Me. At least after what I've been through.
i just made a "things you cannot forget to do this week just because you're high" list.
I woke up naked in my own vomit. Not even in my bed. No one is happy.
She uses my penis to point at the tv when we talk about the shows. I love her
You yelled "GET TO DA CHOPPA" and burst through her screen door and disappeared into the night. With the goose.
before we even ate breakfast we'd found an eighth of weed in some old purse she never uses. it was gone by lunch
Apparently I was so drunk I threw my entire wallet at the stripper on stage. That was the third time I should've gotten kicked out.

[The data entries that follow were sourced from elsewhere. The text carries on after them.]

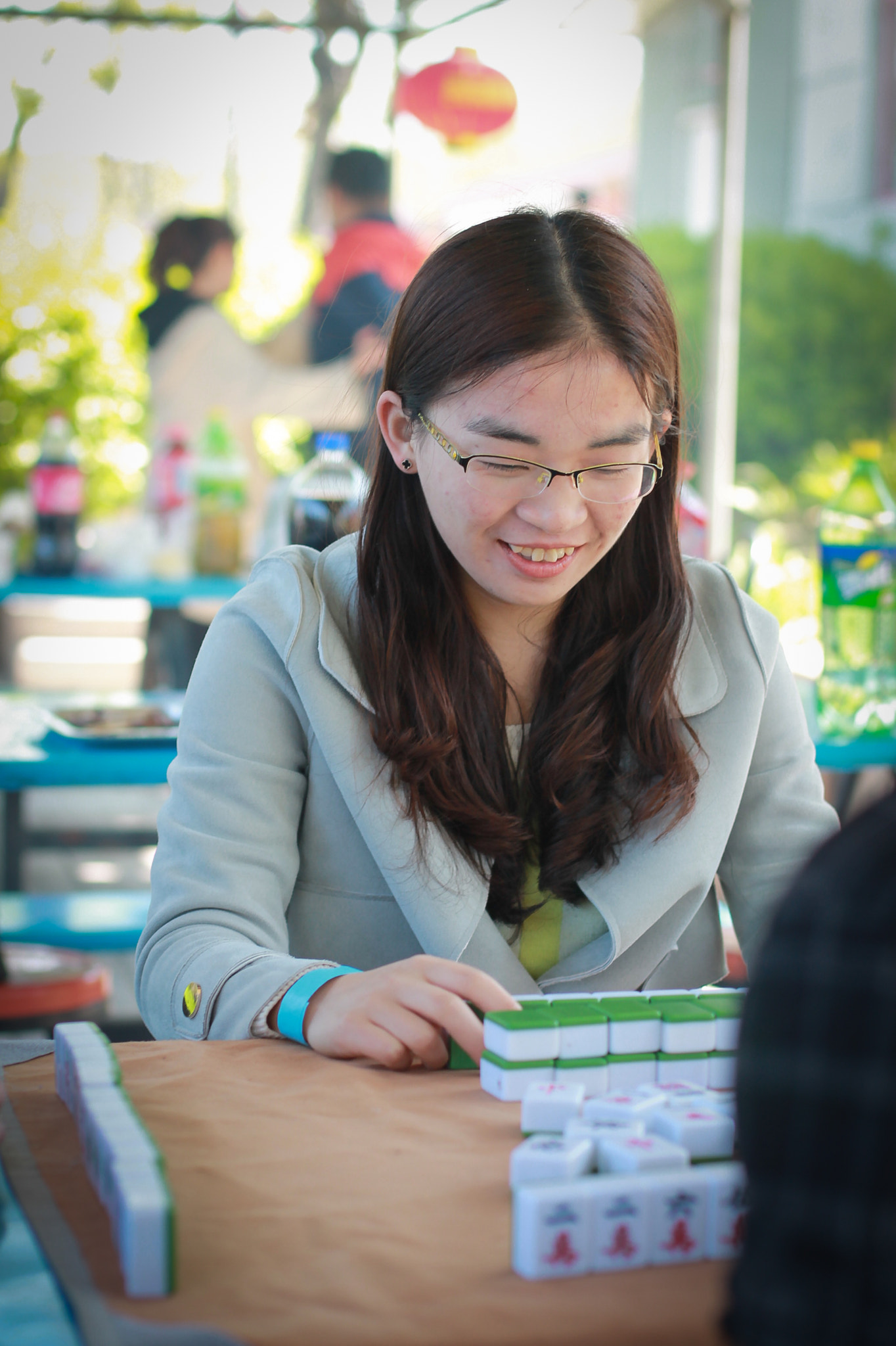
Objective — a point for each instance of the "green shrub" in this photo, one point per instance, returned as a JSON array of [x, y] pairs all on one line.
[[817, 341]]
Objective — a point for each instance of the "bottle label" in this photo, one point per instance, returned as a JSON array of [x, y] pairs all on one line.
[[860, 576], [57, 489]]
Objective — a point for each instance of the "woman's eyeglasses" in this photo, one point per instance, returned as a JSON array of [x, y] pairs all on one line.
[[516, 478]]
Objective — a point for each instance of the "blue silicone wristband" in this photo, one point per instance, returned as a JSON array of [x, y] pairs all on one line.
[[291, 1014]]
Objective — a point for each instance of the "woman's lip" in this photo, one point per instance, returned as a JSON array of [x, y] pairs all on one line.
[[537, 570]]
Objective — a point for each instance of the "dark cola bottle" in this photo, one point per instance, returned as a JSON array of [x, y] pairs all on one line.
[[326, 494]]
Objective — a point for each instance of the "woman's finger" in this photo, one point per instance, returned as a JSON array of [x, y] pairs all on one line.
[[362, 1038], [467, 983], [418, 1034], [444, 1010]]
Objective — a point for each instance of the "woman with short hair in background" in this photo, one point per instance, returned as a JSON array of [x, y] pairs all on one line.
[[198, 363]]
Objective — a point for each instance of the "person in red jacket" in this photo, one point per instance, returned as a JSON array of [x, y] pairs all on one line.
[[372, 260]]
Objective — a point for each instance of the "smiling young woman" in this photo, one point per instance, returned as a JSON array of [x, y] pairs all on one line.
[[505, 739]]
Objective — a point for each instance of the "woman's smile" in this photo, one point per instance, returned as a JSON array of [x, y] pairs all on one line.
[[539, 562]]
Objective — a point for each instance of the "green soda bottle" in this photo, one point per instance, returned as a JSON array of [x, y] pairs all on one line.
[[857, 688], [221, 494]]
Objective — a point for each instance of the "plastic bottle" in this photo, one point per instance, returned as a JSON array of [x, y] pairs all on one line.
[[857, 688], [57, 493], [170, 497], [326, 494], [221, 493]]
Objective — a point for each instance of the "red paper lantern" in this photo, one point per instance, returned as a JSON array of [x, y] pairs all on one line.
[[460, 97]]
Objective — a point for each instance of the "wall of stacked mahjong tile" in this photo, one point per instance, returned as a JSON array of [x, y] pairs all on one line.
[[612, 1041], [625, 1180], [122, 1158]]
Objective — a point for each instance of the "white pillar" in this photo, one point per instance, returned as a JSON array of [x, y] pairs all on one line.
[[720, 423]]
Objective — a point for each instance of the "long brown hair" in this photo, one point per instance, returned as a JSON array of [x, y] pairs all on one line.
[[604, 753]]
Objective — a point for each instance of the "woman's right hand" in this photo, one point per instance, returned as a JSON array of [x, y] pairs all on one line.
[[401, 1011]]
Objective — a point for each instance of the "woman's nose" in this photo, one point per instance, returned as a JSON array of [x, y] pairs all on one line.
[[556, 511]]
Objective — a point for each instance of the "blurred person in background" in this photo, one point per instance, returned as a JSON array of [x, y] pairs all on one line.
[[372, 260], [817, 1104], [198, 363]]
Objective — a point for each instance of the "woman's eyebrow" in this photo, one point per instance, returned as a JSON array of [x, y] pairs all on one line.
[[629, 435], [497, 430], [494, 430]]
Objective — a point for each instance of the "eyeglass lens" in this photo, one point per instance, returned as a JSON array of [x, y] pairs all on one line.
[[514, 480]]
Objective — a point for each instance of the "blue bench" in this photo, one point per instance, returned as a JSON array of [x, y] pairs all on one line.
[[99, 921]]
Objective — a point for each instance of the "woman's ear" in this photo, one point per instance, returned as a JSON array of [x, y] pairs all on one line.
[[396, 427]]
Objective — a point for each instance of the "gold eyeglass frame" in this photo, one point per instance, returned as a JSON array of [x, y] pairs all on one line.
[[464, 461]]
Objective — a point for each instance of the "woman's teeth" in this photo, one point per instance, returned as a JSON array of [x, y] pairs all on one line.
[[540, 553]]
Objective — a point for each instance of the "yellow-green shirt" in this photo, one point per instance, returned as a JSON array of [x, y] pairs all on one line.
[[540, 933], [556, 931]]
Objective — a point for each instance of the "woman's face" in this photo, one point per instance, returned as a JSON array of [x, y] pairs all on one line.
[[575, 411], [214, 275]]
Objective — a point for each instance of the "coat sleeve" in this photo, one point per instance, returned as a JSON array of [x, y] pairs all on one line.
[[228, 852], [782, 819]]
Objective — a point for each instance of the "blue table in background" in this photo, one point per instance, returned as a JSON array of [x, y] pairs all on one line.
[[159, 594], [54, 760]]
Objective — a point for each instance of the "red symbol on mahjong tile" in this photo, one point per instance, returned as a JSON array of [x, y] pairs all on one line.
[[563, 1252], [622, 1244], [680, 1240]]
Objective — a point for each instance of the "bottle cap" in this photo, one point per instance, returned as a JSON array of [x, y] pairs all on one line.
[[332, 440], [868, 450]]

First of all, I don't like eggnog. Second of all too much rum is all bad. And thirdly I'm not there to sit in your lap and pretend you are Santa and I've been a bad girl.
I think the paper my teacher just handed back to me had one of his pubes on it, I'm way too hungover for this
Your father is wrapped in a table cloth singing, "America Fuck Yeah!" You are missing the time of your life.

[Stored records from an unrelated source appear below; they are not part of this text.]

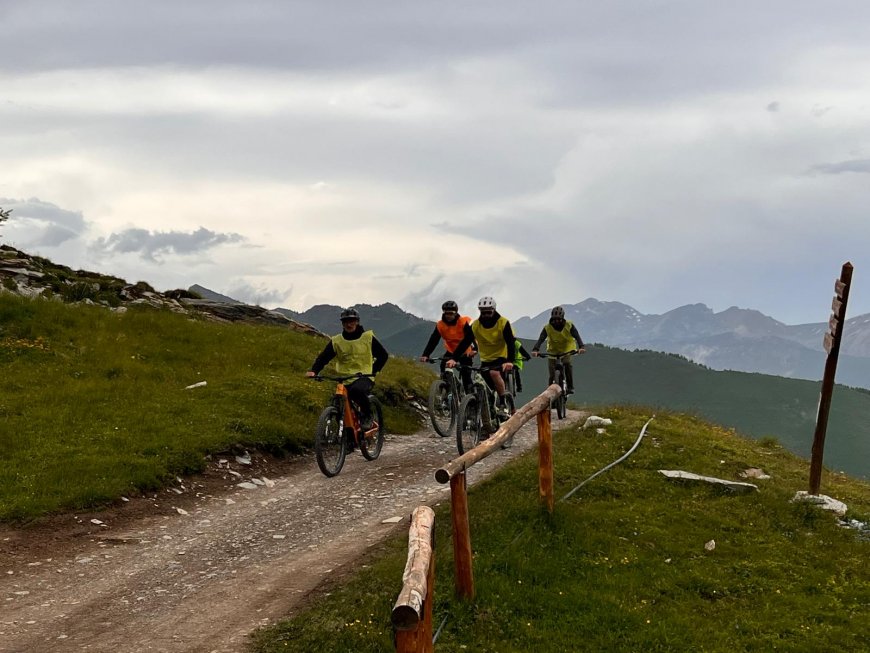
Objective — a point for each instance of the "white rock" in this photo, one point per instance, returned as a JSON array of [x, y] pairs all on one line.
[[822, 501], [594, 420], [754, 472], [732, 486]]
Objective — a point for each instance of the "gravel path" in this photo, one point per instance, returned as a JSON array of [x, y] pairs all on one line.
[[199, 567]]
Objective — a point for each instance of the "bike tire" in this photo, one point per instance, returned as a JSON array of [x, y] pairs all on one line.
[[510, 406], [561, 405], [442, 410], [370, 444], [329, 442], [468, 424]]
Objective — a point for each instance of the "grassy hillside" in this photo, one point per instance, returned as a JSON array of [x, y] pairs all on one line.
[[93, 403], [622, 565], [755, 404]]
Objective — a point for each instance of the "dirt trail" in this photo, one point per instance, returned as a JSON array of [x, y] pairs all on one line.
[[198, 571]]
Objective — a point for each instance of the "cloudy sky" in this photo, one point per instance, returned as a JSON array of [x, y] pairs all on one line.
[[657, 153]]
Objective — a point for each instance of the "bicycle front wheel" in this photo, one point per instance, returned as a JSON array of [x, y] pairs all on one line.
[[511, 384], [468, 424], [329, 442], [371, 442], [441, 410]]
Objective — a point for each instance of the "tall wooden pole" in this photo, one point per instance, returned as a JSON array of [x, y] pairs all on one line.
[[545, 459], [832, 346], [461, 537]]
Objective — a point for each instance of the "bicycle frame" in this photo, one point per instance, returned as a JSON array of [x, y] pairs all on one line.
[[344, 406]]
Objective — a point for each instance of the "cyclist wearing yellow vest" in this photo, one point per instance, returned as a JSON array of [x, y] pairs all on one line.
[[495, 343], [561, 336], [453, 328], [356, 351]]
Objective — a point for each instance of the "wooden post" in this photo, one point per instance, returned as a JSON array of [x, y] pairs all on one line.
[[461, 537], [545, 459], [412, 613], [832, 345]]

In last nights drunken stupor i apparently purchased a luxury travel package for two to Australia. So uh...get a passport and clear your schedule for next month
The fact that it was "anything but a cup" now explains the cowboy boots and fishbowl aftermath at the apartment.

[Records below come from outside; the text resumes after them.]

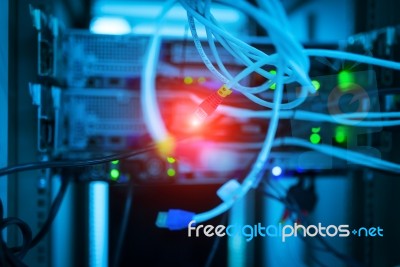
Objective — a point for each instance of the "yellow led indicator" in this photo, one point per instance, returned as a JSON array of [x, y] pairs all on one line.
[[273, 86], [315, 138], [171, 172], [188, 80], [171, 160]]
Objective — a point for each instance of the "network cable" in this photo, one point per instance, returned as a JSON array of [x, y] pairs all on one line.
[[292, 62]]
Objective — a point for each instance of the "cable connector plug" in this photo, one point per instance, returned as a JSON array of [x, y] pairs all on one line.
[[211, 103], [174, 219]]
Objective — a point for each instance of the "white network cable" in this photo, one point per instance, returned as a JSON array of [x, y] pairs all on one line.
[[291, 62]]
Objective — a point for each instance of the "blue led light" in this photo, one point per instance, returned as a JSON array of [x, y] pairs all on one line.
[[276, 171]]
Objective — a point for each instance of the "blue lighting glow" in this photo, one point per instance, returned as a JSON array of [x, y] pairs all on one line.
[[110, 25], [276, 171]]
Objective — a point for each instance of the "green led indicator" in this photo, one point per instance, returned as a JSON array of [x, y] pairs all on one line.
[[114, 174], [340, 134], [188, 80], [345, 80], [315, 129], [316, 84], [273, 86], [315, 138], [171, 160], [171, 172]]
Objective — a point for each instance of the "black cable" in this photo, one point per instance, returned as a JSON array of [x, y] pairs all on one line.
[[215, 246], [124, 225], [77, 163], [71, 163], [55, 207]]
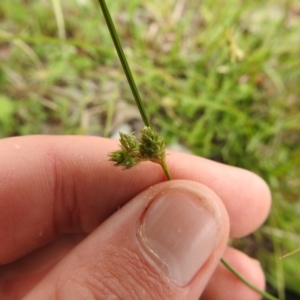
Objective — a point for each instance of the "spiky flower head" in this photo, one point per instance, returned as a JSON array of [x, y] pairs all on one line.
[[151, 146]]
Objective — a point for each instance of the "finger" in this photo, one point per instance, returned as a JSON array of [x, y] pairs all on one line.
[[19, 277], [224, 285], [164, 244], [53, 185]]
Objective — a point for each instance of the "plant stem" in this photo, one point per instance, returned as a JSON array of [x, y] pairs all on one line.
[[145, 118], [245, 281], [124, 62], [166, 170]]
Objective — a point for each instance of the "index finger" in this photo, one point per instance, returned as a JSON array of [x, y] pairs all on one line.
[[51, 185]]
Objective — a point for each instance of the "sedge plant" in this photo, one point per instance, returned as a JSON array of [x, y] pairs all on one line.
[[150, 146]]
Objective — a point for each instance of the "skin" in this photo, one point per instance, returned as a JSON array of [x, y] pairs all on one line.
[[59, 201]]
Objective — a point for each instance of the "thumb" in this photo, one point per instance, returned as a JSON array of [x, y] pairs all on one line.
[[164, 244]]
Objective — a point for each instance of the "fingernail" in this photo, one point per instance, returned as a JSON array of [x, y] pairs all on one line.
[[180, 230]]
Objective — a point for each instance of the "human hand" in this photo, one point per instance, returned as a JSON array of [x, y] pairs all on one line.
[[72, 226]]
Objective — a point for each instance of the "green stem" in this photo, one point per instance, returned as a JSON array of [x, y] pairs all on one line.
[[145, 118], [166, 170], [124, 62], [245, 281]]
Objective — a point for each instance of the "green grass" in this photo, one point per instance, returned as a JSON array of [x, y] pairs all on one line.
[[59, 74]]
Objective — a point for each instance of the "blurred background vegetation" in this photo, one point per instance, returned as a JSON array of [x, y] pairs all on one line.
[[219, 77]]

Asking for a friend: is it frowned upon to eat pizza while you materbate or does it just mean you are fantastic at multitasking?
Did we kick in my basement door last night?
Yes. I think you actually bought tennis shoes specifically for that application.
I just woke up, dressed as Chris Brown, with a bunless hot dog (presumably from 7/11) in my pocket, wearing a pair of shoes I don't recognize as my own. Help.